The All Party Heritage and Arts Committee travelled from Westminster on a fact finding visit.
They hope to bring pressure to bear on government to find more funds for the cathedral.
So far, the south east transept has been re-roofed, half of the east end corona has been refurbished, and stone work repairs are ongoing.
The Cathedral building has had a turbulent history since St Augustine, sent by Pope Gregory the Great, established his seat in Canterbury in 597 AD. The Cathedral has been visited by thousands of pilgrims since the death, in 1170 of Thomas Becket, the then Archbishop.
The 20th century saw perhaps more damage done to the building than any other period in its history, and now work is underway to repair and restore the Cathedral to its former glory.
The cathedral survived largely intact the ravages of World War II. In spite of the damage done to the surrounding areas of the city, the Cathedral was largely untouched.
A team of Fire Wardens ensured, through their vigilance, that the largely wooden roof of the building never caught fire.
Much of the building is now covered by scaffolding and tarpaulins
The Cathedral employs a large group of skilled artisans how are continually working to maintain the structure of the building.
The outer skin of the building is always subject to repair and renewal to repair damage caused by our wet climate, although some of the original medieval stonework is still in place.
In 2006, a fundraising appeal was launched to raise £50m to Save Canterbury Cathedral.
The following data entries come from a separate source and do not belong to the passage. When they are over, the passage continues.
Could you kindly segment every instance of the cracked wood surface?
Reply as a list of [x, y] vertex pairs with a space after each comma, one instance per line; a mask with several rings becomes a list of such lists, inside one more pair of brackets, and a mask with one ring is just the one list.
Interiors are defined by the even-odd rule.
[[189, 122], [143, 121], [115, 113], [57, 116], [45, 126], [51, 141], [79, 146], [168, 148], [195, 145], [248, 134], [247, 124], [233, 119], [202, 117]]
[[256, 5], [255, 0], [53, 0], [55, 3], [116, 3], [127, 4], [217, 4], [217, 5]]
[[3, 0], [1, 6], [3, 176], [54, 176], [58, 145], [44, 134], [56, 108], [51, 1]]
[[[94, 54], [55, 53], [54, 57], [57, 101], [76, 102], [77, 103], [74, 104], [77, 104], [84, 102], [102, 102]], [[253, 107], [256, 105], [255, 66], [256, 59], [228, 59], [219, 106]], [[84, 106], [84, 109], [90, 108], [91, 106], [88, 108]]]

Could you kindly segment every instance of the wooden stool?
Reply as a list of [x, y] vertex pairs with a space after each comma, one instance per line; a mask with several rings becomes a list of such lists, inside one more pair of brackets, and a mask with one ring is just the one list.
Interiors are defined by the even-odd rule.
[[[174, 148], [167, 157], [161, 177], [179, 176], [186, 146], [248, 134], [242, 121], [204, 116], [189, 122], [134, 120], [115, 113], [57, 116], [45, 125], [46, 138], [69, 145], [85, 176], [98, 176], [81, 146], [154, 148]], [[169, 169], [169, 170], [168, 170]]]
Brigadier John Meardon is the Receiver General for Canterbury Cathedral told BBC Kent: "We are now just over £9 million, it's not so much the grand total, it's the ability to produce funds on a regular basis so we can keep the flow of work going. "Originally we had a 10 year plan, but realistically we are looking at a continuous programme with peaks and troughs which will go on year on year on," he said.